September 20, 2016
“Erythropoietin (EPO) treated patients showed a five times greater cognitive improvement from their individual baseline levels compared with placebo treated patients. EPO-treated patients showed 11% improvement while placebo treated patients improved only by 2%. This effect of EPO on cognition was maintained 6 weeks after patients had completed their treatment,” study researcher Kamilla Miskowiak, PhD, of Copenhagen University Hospital, Denmark, said in a press release.
To assess effects of EPO on speed of complex cognitive processing in individuals with unipolar or bipolar depression, researchers randomly assigned individuals to 8 weekly EPO (n = 40) or saline (n = 39) infusions.
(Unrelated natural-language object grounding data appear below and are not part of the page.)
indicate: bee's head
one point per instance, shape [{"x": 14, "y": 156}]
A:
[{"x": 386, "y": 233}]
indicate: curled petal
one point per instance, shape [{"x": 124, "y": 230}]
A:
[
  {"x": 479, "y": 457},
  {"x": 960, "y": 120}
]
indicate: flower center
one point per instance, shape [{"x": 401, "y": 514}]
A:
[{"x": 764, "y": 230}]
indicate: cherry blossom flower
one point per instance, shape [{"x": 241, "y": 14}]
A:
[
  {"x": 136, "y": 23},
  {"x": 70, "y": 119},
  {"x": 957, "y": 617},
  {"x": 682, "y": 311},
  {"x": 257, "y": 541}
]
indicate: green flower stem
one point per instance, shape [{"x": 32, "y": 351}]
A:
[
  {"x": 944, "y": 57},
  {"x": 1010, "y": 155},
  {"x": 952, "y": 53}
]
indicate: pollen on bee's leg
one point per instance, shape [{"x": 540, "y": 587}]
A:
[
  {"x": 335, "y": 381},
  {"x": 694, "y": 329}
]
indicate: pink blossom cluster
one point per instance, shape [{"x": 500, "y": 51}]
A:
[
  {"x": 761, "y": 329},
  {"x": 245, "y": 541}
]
Speed of complex cognitive processing and mood symptoms were assessed at baseline, week 9 and week 14.
Participants who received EPO had improved speed of complex cognitive processing at weeks 9 and 14 (P .05).
Objective cognitive baseline deficits increased likelihood of achieving clinically relevant improvement in cognition by 9.7 (95% CI, 1.2-81.1) at week 9 and 9.9 (95% CI, 1.1-88.4) at week 14 among participants who received EPO.
Cognitive improvement associated with EPO was correlated with reduced subjective cognitive complaints at week 9 (P = .01), which was mediated by lower depressive symptom severity.
However, the significant correlation persisted independently of change in depressive symptoms at week 14 (P < .01).
Improved objective cognition was not associated with change in quality of life or socio-occupational function.
“The results of this study, albeit preliminary, give hope to people suffering from mood disorders and associated neurocognitive symptoms. Those symptoms are now recognized as a core part of affective disorders and are not appropriately tackled by the currently available pharmacological armamentarium, despite their close association with relevant clinical outcomes such as the ability to return to work,” Eduard Vieta, PhD, treasurer of the European College of Neuropsychopharmacology, said in the release. – by Amanda Oldt
Ott CV, et al. The effect of erythropoietin on cognition in affective disorders — associations with baseline deficits and change in subjective cognitive complaints. Presented at: European College of Neuropsychopharmacology Congress; September 17-20, 2016; Vienna.